Wenker's first effort to map spoken dialect began in 1876 and involved surveying schoolmasters in northern Germany. He sent a list of sentences written in standardized German and requested a transcription into the local dialect. From 1877 until 1887 Wenker successfully surveyed the entire country, and out of 50,000 surveys, 45,000 schoolmasters replied. Each questionnaire contained forty sentences, ranging from simple to somewhat difficult, and offered multiple points from which the local dialect could emerge. The first sentence, for example, was Im Winter fliegen die trocknen Blätter durch die Luft herum, In winter the dry leaves fly around through the air.

The immense size of the corpus Wenker had before him proved to be a disadvantage. He was therefore confined to analyzing the variation of only a small number of certain words and within a small area as well. Moreover, the difficulty in publishing maps also hindered access to his work. He made two sets of maps by hand and both were published under the title Sprachatlas des deutschen Reichs. The two maps each cover a single feature in north and central Germany.

Wenker continued collecting questionnaires after the publication of his atlas, but it took more than forty years for his vision to be realized. In 1926, under the editorship of Ferdinand Wrede, the first volume of the Deutscher Sprachatlas was published. Inevitably perhaps, later dialectologists found Wenker's data, which was rich in phonological and word-structure information, to be too limited in terms of lexical and syntactic variants.
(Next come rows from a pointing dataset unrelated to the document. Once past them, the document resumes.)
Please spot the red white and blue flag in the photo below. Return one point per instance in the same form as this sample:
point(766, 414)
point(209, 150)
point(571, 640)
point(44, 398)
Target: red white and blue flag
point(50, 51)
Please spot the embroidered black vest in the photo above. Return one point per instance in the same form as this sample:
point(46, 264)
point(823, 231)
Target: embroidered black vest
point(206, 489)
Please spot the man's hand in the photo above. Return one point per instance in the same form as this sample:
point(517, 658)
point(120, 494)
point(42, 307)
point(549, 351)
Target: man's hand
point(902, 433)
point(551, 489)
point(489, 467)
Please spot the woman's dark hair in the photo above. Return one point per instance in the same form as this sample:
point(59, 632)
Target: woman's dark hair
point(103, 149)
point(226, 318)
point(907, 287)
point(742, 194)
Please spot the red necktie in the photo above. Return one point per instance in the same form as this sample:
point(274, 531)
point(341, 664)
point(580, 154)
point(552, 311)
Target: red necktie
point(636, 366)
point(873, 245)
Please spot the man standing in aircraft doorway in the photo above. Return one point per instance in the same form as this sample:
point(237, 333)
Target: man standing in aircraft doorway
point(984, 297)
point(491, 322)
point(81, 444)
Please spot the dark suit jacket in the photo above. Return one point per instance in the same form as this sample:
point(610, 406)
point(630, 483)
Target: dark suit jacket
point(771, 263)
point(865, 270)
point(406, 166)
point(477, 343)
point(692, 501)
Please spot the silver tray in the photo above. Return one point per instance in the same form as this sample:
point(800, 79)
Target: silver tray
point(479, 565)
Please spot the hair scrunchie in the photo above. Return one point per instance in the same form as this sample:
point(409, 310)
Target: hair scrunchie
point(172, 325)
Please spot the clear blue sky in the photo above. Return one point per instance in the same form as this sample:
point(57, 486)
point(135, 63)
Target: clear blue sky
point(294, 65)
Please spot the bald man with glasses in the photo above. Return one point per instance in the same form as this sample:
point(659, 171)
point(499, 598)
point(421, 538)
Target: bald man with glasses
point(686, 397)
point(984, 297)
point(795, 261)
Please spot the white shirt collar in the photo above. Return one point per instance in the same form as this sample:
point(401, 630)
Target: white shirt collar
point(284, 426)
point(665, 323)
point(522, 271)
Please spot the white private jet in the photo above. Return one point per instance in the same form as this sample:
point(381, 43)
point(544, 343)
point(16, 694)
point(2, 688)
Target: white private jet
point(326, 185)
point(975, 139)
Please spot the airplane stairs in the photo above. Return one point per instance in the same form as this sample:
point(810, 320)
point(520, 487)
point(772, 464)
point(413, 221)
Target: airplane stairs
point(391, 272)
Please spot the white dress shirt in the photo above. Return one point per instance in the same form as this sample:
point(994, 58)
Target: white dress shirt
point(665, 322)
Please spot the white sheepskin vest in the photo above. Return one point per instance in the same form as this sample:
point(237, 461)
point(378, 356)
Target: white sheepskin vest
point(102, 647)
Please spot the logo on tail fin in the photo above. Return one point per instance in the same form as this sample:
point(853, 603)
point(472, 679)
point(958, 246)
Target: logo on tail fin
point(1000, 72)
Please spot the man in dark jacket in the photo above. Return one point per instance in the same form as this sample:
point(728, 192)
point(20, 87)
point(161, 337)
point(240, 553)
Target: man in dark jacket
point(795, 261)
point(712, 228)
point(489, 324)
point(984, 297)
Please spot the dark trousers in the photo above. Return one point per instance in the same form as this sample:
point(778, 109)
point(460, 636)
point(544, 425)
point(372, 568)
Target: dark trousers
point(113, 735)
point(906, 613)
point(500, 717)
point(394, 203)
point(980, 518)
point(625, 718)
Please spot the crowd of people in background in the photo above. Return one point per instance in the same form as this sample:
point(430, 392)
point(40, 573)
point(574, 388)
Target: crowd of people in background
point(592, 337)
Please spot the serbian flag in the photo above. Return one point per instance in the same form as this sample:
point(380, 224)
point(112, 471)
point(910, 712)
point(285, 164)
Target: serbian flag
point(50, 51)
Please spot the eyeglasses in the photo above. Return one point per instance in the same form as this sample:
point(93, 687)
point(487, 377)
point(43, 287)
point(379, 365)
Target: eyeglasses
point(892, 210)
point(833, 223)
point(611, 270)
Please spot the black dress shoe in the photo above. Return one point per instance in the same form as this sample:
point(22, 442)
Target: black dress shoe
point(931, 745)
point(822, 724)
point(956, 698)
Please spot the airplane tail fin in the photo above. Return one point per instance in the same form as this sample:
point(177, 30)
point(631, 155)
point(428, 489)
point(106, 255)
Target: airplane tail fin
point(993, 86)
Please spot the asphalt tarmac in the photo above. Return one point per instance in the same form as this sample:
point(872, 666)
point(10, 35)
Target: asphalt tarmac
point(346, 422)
The project was discontinued in 1956, but resulted in over 16,000 hand-drawn maps, which are currently housed in the atlas archives in Marburg. In spite of the problems experienced by Wenker, his pioneering work nonetheless set the foundation for many successors.

== Additional sources ==
- Chambers, J.K. and Peter Trudgill. 1980. Dialectology. Cambridge: Cambridge University Press.
- Petyt, K.M. 1980. The Study of Dialect. London: Andre Deutsch Limited.